I remember giving a speech when I was 14 years old at my Mom’s memorial wearing an uncomfortable outfit and listing all of the things she’d miss out on in my life: the milestones that one really wants a mother to be present for. Turning 16, learning how to drive, graduating high school and college, getting married, having grandchildren etc. That list still stings as much as I thought it would.
She was a fantastic Mom who did the best she could for her kids and like most maternal figures she was a worrier.
Fifteen years later it’s still really hard to process that she died so quickly of a massive stroke at 51 with no previous health conditions. The three days from me finding her on the bathroom floor to her death were a blur with few things standing out. I remember calling 911 and the operator telling me it sounded like she had had a stroke. The doctor telling us the next 72 hours would make or break her survival. The impossibly small “grieving room” my family crammed into outside of the ICU with threadlike hospital Kleenex on the table as a centerpiece.
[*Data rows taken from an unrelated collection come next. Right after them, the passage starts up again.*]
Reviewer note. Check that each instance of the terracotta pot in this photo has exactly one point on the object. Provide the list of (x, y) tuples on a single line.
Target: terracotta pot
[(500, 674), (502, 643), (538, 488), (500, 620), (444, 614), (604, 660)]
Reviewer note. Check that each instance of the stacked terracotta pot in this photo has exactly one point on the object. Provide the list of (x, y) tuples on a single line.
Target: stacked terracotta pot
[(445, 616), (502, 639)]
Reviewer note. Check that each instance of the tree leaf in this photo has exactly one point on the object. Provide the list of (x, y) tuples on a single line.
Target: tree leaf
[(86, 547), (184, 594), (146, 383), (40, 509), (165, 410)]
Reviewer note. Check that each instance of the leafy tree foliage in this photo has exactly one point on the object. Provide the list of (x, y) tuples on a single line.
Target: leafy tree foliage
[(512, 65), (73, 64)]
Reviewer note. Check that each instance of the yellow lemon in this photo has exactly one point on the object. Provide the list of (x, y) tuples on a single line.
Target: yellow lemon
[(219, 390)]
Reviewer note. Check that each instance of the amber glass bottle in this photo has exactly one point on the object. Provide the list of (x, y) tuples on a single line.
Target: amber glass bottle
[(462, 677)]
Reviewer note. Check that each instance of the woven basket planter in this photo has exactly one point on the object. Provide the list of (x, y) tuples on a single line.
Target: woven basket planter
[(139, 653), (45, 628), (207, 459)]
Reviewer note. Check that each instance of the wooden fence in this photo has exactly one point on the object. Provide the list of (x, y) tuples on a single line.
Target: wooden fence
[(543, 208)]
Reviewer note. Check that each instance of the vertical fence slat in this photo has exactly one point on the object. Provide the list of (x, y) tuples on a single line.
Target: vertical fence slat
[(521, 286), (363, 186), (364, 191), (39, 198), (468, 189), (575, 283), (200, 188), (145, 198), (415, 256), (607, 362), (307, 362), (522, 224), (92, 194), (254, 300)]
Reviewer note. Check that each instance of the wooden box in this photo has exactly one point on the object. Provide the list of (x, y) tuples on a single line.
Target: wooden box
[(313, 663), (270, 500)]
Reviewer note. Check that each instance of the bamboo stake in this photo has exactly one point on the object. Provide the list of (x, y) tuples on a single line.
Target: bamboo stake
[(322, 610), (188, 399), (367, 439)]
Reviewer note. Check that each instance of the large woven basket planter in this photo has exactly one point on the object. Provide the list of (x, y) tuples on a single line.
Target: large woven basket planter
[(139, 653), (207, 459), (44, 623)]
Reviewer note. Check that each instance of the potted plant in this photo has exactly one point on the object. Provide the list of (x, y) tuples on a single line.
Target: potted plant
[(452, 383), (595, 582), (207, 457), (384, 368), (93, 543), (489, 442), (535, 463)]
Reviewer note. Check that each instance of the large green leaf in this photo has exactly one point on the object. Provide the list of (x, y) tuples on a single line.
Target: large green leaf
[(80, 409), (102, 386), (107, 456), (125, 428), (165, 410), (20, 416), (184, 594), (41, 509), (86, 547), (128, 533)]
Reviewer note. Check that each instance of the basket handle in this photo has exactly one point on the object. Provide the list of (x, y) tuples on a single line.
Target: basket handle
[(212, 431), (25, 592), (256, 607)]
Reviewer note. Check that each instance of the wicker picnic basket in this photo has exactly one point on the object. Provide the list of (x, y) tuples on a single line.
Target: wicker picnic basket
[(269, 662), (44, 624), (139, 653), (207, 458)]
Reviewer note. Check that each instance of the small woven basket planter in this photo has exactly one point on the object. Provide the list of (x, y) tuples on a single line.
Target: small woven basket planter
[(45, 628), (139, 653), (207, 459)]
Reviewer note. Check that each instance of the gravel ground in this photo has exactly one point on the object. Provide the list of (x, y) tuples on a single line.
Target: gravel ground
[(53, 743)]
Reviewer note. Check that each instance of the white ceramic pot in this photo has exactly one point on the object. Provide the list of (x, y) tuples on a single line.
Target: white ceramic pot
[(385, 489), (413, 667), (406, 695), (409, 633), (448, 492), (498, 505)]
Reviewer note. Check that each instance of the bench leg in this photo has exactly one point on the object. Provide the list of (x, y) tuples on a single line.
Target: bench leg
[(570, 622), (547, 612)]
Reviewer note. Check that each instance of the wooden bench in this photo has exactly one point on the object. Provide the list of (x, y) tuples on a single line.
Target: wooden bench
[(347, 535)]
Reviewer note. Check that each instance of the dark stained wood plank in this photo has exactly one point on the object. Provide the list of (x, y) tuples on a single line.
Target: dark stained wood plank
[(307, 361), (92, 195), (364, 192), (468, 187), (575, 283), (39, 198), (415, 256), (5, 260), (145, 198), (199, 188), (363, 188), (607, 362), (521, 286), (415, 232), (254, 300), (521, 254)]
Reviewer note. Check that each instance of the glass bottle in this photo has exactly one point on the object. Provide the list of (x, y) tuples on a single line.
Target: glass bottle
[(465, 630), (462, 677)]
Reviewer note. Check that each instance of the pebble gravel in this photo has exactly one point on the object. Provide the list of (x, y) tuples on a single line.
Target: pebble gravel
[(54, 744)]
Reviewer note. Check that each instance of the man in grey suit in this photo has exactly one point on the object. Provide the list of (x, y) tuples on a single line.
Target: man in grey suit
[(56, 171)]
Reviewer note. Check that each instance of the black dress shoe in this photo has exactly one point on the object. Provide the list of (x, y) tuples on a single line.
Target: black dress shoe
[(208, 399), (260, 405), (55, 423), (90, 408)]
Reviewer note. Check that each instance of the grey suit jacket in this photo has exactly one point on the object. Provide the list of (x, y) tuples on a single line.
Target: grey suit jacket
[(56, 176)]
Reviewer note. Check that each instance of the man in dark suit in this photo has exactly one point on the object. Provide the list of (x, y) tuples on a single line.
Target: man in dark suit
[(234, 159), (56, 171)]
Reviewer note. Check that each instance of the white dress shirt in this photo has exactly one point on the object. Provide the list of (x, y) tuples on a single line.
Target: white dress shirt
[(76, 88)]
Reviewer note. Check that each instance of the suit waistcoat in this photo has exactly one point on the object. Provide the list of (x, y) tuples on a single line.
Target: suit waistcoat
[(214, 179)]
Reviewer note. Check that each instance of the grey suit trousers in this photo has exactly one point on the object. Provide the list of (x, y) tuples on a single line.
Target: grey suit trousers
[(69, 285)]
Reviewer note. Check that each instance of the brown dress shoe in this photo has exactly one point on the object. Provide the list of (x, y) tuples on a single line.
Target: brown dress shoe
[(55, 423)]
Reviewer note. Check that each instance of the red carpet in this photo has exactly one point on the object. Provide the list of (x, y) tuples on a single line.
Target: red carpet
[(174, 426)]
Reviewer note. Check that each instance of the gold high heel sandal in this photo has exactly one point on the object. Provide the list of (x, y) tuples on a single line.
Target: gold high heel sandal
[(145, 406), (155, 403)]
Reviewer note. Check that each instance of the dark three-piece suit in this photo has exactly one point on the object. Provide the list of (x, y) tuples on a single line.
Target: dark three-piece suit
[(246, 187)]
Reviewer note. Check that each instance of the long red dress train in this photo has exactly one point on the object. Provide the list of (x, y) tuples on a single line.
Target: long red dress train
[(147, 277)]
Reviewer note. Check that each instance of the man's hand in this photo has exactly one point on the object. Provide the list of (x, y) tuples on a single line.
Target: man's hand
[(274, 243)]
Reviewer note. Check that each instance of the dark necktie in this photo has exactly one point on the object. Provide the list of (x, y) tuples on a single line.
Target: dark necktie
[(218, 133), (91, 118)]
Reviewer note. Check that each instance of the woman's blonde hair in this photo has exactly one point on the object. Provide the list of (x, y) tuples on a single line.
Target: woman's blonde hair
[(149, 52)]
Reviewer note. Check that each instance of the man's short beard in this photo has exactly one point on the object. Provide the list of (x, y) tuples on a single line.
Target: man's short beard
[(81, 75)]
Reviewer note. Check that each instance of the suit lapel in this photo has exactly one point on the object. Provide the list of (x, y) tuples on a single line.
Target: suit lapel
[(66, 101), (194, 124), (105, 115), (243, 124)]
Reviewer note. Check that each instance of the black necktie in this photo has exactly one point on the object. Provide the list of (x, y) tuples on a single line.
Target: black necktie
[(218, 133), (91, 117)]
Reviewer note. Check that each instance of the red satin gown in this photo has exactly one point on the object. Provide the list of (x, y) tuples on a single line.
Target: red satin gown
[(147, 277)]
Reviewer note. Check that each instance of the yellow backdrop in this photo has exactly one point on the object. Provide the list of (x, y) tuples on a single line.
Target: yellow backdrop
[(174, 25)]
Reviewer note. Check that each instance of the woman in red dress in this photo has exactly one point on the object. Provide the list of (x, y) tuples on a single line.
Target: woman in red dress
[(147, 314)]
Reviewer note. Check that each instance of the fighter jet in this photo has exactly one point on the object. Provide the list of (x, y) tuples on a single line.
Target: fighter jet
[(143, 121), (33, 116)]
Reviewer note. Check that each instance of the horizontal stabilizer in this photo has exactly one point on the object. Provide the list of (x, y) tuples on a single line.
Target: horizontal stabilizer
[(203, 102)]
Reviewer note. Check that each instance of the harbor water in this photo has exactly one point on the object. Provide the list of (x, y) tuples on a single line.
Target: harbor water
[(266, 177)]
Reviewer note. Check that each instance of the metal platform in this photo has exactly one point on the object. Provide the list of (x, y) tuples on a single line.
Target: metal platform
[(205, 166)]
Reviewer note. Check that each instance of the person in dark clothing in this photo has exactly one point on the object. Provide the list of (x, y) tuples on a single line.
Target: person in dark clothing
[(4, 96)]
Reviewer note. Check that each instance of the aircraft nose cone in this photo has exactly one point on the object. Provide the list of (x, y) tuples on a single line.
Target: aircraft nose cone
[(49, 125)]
Hearing that the drugs may be working as she had moved her left foot for the first time. That night hearing her slurred speech on the other end of the phone as she called our house and asked for the paper and her drugstore reading glasses. Going in to the ICU to deliver the requested items a few hours later to find her asleep in her hospital bed looking like she did on the couch while watching Dateline. Talking to her for the last time that night and having her tell me to look after the cat, stay off the phone (this was before call waiting was really popular and I had very long conversations as teenage girls are prone to do), and that she’d always love me. I thought it was so weird she said that instead of just “love you”. The next morning calling to see how her night went and being told it was ok and that she was in a cat scan to see if the blood clot in her brain had shrunk. Arriving at the hospital an hour later to learn that during said scan the clot burst, she had an aneurism and went into a coma. We were allowed in to say our goodbyes while she was black and blue with a hint of jaundice and hooked up to machines.
My adorable Mom Carol was an avid bowler, Beatles fan, hard worker, great giggler, and all around wonderful person. She died at 11:15am June 28th, 2000.
Anyone that tells you grief has a time limit or that it ends is full of shit. Hear this…grief is forever and that is totally normal. The overwhelming pain dulls but having someone you love die is never okay despite the platitudes people throw around. Death is an inevitable part of this life and I am talking about my experience to help destroy the shame based societal stigma that surrounds openly expressing grief.